Lyubov suggests the Internet is, in fact, an ideal medium, by that to reach teenagers. “First assist in one click — that is what teenagers would understand. Hotlines are not for them: Only 5 percent of suicidal teenagers write hotlines for help. Something that connects teenagers to professional psychologists, and to their peers as good is what is needed. It is really useful for children to see how their peers survived dire experiences, how they dealt with formidable situations.”

Shumakova of Your Territory Online agrees. “Children are already there anyway, so because not move assistance directly to them?” she says.

Your Territory Online started out as a VKontakte group, and two years ago incited into an online height with a dozen consultants on call any day — from afternoon compartment late at night. In 2015 they helped 392 teenagers with suicidal thoughts. “The suicidal state is like a tunnel — a child in that state can’t see things clearly, and first of all we need to carefully travel him out of the tunnel. Only afterwards will he be means to talk about the problems that led to suicidal thoughts,” says Shumakova.

Online consultations are common use in Western countries, though are nonetheless to gain recognition in Russia, she adds. “However, we can see that authorities are starting to consider it useful. For example, officially, the children’s ombudsman’s bureau in the Leningrad segment customarily has a hotline, though they accept a lot of online messages from children in trouble, and try to help by corresponding with them,” says Yekaterina Fyodorova, executive of the foundation.

In addition to rare projects like Your Territory Online, there is a number of unofficial VKontakte communities that also work with teenagers. One of the many eminent is Deti-404 (Children-404), founded by LGBT romantic Yelena Klimova. Deti-404 helps LGBT teenagers who find it tough to cope with all kinds of problems associated to their passionate orientation.

“There are no central statistics on how many LGBT teenagers dedicate suicide, though Deti 404 receives at least 4 to five letters any week from kids with suicidal thoughts,” Klimova told The Moscow Times.
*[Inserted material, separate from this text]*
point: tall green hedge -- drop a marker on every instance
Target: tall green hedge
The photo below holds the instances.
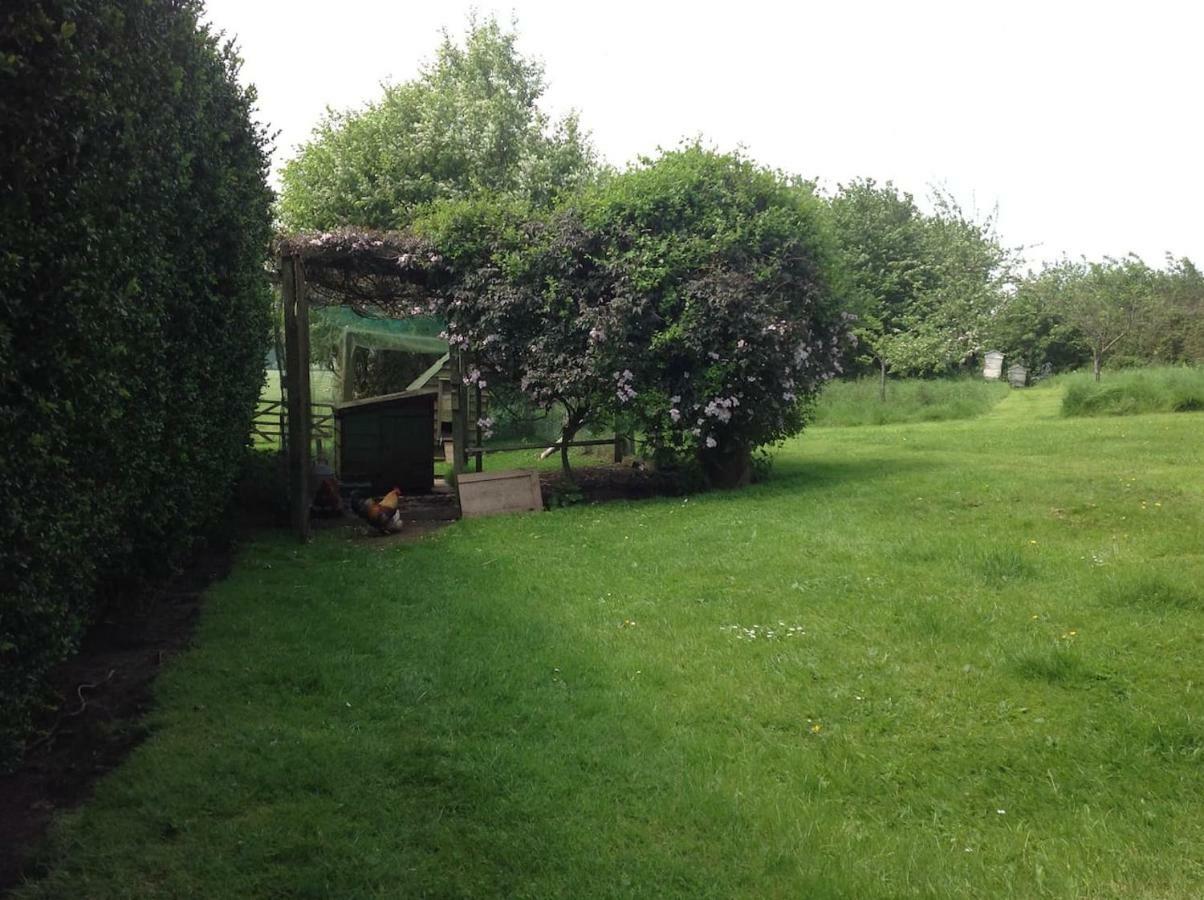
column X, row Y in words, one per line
column 134, row 309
Volunteers at Deti 404 contend they know of at slightest 24 teenage suicides associated to LGBT intolerance. “Authorities don’t caring at all about LGBT teens, though at least they have a few places on the Internet they can strech out to for help,” Klimova says.

An Indifferent State

Repeated requests for comments on what measures authorities take to prevent girl suicide — sent to both ombudsman Astakhov and State Duma emissary Olga Yepifanova, conduct of the cabinet for affairs of families and children — went unanswered by the time the article went to press.
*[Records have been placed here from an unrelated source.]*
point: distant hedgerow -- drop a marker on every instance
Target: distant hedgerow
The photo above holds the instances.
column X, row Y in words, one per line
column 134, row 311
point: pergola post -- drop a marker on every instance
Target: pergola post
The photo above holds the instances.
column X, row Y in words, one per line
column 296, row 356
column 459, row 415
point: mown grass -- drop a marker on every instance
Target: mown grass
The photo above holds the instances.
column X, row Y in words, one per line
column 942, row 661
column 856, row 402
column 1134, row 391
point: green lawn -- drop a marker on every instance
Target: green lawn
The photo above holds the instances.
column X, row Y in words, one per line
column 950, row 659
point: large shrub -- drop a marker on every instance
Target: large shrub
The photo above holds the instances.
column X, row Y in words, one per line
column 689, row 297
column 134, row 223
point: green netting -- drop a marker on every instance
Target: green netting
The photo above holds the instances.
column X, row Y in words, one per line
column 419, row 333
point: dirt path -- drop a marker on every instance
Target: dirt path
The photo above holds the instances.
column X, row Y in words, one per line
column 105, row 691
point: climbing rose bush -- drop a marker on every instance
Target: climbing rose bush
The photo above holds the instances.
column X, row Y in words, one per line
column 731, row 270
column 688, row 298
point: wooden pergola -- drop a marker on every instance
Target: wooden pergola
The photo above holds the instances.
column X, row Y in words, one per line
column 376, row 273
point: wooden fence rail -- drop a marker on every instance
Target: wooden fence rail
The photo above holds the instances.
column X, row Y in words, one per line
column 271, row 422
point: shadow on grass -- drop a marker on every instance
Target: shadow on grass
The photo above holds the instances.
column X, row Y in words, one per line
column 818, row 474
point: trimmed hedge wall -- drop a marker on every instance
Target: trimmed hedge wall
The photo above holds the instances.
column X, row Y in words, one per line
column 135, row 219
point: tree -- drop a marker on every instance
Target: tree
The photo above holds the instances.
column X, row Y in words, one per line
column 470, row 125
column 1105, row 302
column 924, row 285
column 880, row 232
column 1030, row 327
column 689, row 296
Experts, in the meantime, determine that the state does not do much.

In big cities like Moscow and St. Petersburg, things are not that bad, says Fyodorova, though outward of the cities roughly zero is being done. “In cities at least NGOs are there to help, though [it’s a different picture] when it comes to rural areas,” she says.

A great understanding can be finished to prevent self-murder among immature people. For example, identifying basin on early stages could change the situation drastically. “School children bear medical examinations any year — because not chuck in screening questions to establish depression? Especially for children aged 14-16 — they are at a aloft risk,” says Lyubov from the Moscow Psychiatric Science Institute. After that, propagandize psychologists, or even psychiatrists, could work with the troubled teenagers.

Yet, rather than behaving and tackling the problem systematically, authorities are happier “creating hype” when something comfortless happens, says Lyubov. “But after a while it dies down and they forget about it until the next comfortless incident.”

The hype around the Novaya Gazeta review appears to be failing down already. Several online communities mentioned in the news have been close down by law enforcement; others continue to exist and attract users.

Will the government do something constructive to help exposed teenagers? So distant customarily the VKontakte ruling physique has acted: They posted adverts and links for the Your Territory Online plan in suicidal groups, and called on users to reach out for help.